Abreham’s vision for offering fresh food and sandwiches started when Mercy Housing tenants began to ask for healthy, low-cost, late-night alternative to Whole Foods and other small grocery stores on Ocean Avenue.

Working with the Ocean Avenue Association, Abreham hopes to get assistance from the Mayor’s Office of Economic and Workforce Development to accept ABT cards, fix up the front of his store and install equipment for storing produce and making sandwiches.

Gloria Chan, OEWD’s public information officer, said that although Kidane Trading is not eligible for Healthy Retail SF, a program that helps liquor stores in food deserts offer fresh food, the store could apply for assistance as part of other programs.

Abreham’s plan is one story on a street once again in transition.

In 1976, the San Francisco Chronicle polled Ocean Avenue residents, business owners and realtors about the future of the corridor.

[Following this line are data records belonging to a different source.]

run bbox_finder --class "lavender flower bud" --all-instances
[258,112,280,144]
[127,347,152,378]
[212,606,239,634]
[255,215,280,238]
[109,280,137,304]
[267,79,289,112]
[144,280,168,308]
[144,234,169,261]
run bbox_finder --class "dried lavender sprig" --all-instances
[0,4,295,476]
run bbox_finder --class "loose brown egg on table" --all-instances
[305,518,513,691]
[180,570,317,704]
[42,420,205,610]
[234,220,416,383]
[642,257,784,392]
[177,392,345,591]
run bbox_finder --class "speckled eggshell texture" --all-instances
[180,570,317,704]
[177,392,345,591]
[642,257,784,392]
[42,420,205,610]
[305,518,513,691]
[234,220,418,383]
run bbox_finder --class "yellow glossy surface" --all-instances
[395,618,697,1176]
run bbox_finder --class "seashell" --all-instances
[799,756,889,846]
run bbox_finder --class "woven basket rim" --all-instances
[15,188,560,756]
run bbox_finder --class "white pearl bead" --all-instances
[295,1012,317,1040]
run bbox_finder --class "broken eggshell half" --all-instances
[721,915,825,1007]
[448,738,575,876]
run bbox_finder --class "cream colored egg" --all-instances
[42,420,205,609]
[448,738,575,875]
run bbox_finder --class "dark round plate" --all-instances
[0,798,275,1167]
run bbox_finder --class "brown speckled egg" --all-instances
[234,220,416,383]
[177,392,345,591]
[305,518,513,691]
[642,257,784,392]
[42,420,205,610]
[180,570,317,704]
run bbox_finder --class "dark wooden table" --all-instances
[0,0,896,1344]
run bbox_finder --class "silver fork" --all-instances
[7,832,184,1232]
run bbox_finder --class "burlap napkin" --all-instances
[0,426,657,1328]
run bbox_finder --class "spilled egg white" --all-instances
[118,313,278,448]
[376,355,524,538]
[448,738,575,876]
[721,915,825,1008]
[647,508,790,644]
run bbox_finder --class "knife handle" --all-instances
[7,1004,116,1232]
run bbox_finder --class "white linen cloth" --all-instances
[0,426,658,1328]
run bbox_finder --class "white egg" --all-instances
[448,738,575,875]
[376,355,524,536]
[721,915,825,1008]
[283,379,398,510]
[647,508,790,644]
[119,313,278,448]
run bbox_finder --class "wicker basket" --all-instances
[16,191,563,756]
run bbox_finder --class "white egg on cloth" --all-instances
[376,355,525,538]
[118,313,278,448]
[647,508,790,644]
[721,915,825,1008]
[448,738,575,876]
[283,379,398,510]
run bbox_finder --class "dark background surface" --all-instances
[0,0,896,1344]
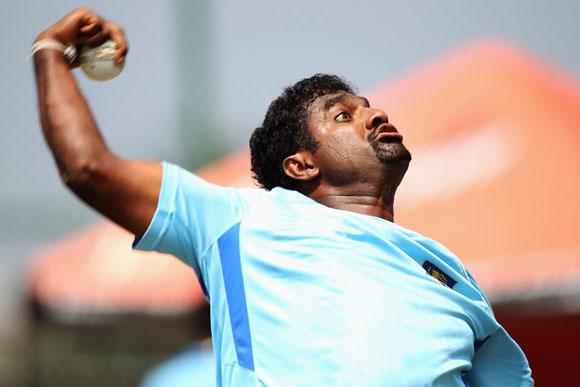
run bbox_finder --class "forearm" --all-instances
[34,40,111,182]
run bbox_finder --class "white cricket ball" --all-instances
[79,40,125,81]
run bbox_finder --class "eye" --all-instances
[334,112,351,122]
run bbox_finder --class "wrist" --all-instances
[30,31,77,65]
[32,29,64,44]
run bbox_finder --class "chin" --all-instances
[373,142,412,165]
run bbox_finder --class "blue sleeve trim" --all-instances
[131,161,177,251]
[218,223,254,371]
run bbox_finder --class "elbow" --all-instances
[60,158,107,196]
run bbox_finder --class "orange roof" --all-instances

Faced with a closing Safeway, an abundance of liquor stores and retail competition from Stonestown, locals didn’t know what Ocean Avenue would look like in a few years.

“The street could continue to skid, selling more liquor, denim clothes and records — or it could haul itself up and spark a spruce-up campaign in the nearby in the nearby homes, bring new trade to its store-fronts,” according to the article.

This article first appeared in the Ingleside-Excelsior Light’s March 2017 print edition. It has been updated.